Synchrony Financial
- Type: Public
- Traded as: NYSE: SYF; S&P 500 component;
- Industry: Financial services
- Founded: September 12, 2003; 23 years ago
- Headquarters: Stamford
- Key people: Margaret M. Keane (Executive Chairman); Brian Doubles (CEO);
- Products: Credit cards Payment systems
- Revenue: US$24.17 billion (2024)
- Net income: US$3.427 billion (2024)
- Total assets: US$119.5 billion (2024)
- Total equity: US$16.58 billion (2024)
- Number of employees: 20,000 (2024)
- Website: synchrony.com

= Synchrony Financial =

American financial services company

Synchrony Financial is an American consumer financial services company with its headquarters in Stamford, Connecticut. The company offers consumer financing products including credit, promotional financing, loyalty programs, and installment lending to both industries and consumers through Synchrony Bank, its wholly owned online bank subsidiary.

Synchrony owns CareCredit, a credit card for medical and veterinary expenses.

== History ==
Previously named GE Capital Retail Finance Corporation, Synchrony was incorporated in Delaware in 2003. The company was inactive until 2013. Centered on co-branded credit products, Synchrony went public in July 2014 and raised $2.88 billion in its initial public offering.

Synchrony acquired GPShopper in 2017. In 2018, it acquired Loop Commerce, which provides a digital gifting platform called GiftNow. The same year, it acquired PayPal's $7.6 billion credit receivables portfolio and became the exclusive issuer for the PayPal Credit point-of-sale financing program in the United States through 2028.

GIC Private Limited, the sovereign wealth fund of Singapore, owned 7.72% of Synchrony's stock in 2019. GIC exited its position in 2023.

== Regulatory and legal issues ==
In June 2014, shortly before Synchrony's New York Stock Exchange debut, the Consumer Financial Protection Bureau (CFPB) and the Department of Justice reached a $225 million settlement with the company after it entered into a consent decree with the CFPB. The settlement stated that while operating as GE Capital Bank, the company had engaged in deceptive and discriminatory credit card practices, primarily surrounding deceptive enrollment practices for add-on programs such as financial hardship relief.

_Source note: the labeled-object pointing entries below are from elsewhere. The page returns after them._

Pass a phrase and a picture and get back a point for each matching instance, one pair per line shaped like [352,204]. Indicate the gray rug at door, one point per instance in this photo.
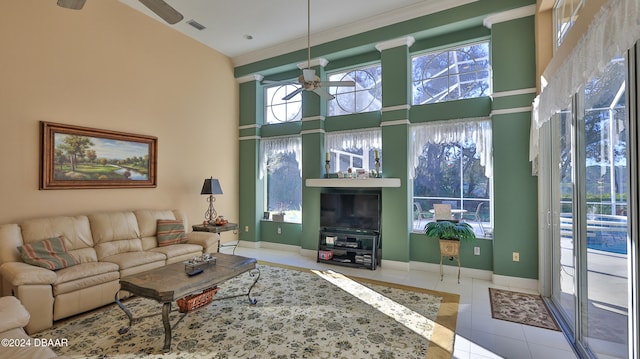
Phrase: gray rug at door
[521,308]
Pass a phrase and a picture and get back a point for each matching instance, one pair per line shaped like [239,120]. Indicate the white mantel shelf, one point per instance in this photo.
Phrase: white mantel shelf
[353,182]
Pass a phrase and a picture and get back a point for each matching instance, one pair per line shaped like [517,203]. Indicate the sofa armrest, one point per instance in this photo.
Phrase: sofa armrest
[18,273]
[13,315]
[208,241]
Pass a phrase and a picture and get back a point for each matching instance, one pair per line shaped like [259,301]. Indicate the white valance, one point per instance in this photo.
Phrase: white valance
[274,145]
[371,138]
[453,131]
[614,30]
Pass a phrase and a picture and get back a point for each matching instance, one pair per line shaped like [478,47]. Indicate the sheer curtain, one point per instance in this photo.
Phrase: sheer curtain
[371,138]
[614,29]
[285,144]
[477,130]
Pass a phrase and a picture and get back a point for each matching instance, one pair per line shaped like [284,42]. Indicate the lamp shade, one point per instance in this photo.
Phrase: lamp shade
[211,186]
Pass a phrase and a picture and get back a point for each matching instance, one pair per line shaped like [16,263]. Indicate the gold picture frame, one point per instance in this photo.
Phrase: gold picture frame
[74,157]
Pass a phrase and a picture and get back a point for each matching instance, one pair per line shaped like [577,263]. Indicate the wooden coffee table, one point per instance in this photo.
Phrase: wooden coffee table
[169,283]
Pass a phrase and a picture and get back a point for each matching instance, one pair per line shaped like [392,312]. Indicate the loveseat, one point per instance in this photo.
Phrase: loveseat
[92,253]
[15,342]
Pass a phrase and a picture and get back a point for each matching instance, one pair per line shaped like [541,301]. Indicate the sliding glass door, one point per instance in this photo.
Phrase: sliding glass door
[590,186]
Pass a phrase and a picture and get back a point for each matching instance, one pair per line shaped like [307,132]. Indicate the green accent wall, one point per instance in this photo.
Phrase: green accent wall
[516,198]
[513,55]
[515,189]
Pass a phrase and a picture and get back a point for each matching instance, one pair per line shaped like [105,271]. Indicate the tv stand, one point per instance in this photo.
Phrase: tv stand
[350,248]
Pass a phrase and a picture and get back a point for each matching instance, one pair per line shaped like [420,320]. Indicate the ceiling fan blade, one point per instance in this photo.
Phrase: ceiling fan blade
[71,4]
[292,95]
[272,82]
[164,10]
[337,83]
[309,75]
[323,94]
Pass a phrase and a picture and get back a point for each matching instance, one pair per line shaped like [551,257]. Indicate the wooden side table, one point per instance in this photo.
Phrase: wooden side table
[218,230]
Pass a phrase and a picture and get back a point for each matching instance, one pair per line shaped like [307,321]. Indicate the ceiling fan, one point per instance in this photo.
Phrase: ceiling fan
[159,7]
[309,81]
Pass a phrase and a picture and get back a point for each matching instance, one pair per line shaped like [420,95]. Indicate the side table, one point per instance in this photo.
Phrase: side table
[217,230]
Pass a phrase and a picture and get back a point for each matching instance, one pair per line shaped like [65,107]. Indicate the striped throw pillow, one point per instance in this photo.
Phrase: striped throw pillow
[48,253]
[170,232]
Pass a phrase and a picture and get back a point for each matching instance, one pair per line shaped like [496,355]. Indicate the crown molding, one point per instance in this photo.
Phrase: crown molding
[249,78]
[421,8]
[403,41]
[513,14]
[320,61]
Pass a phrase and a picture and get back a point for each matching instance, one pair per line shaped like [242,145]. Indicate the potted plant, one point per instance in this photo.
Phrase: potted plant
[449,230]
[450,233]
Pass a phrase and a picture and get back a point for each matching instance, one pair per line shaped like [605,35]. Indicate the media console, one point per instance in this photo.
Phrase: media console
[349,248]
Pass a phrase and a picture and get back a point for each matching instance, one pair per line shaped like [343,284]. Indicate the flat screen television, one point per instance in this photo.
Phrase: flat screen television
[350,211]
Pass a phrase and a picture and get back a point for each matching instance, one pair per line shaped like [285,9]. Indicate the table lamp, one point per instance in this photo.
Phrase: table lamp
[211,186]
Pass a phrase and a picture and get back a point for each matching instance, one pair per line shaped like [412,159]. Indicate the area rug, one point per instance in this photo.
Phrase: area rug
[299,314]
[521,308]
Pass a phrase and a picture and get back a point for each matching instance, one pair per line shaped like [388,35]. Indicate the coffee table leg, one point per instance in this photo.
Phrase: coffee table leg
[166,309]
[253,273]
[126,311]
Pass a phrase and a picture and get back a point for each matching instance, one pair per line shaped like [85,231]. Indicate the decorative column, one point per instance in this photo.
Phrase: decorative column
[251,188]
[313,115]
[396,100]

In 2020, consumer advocacy groups urged the CFPB and Comptroller of the Currency to investigate the use of PayPal Credit to pay tuition at for-profit schools, where students are generally ineligible for lower-cost federal loans. The advocacy groups classified the 24% interest rates, $40 late fees, and aggressive collection practices as "predatory."

In August 2024, a class action suit was filed in New York alleging that CareCredit's interest rates of 32.99% violate state usury laws.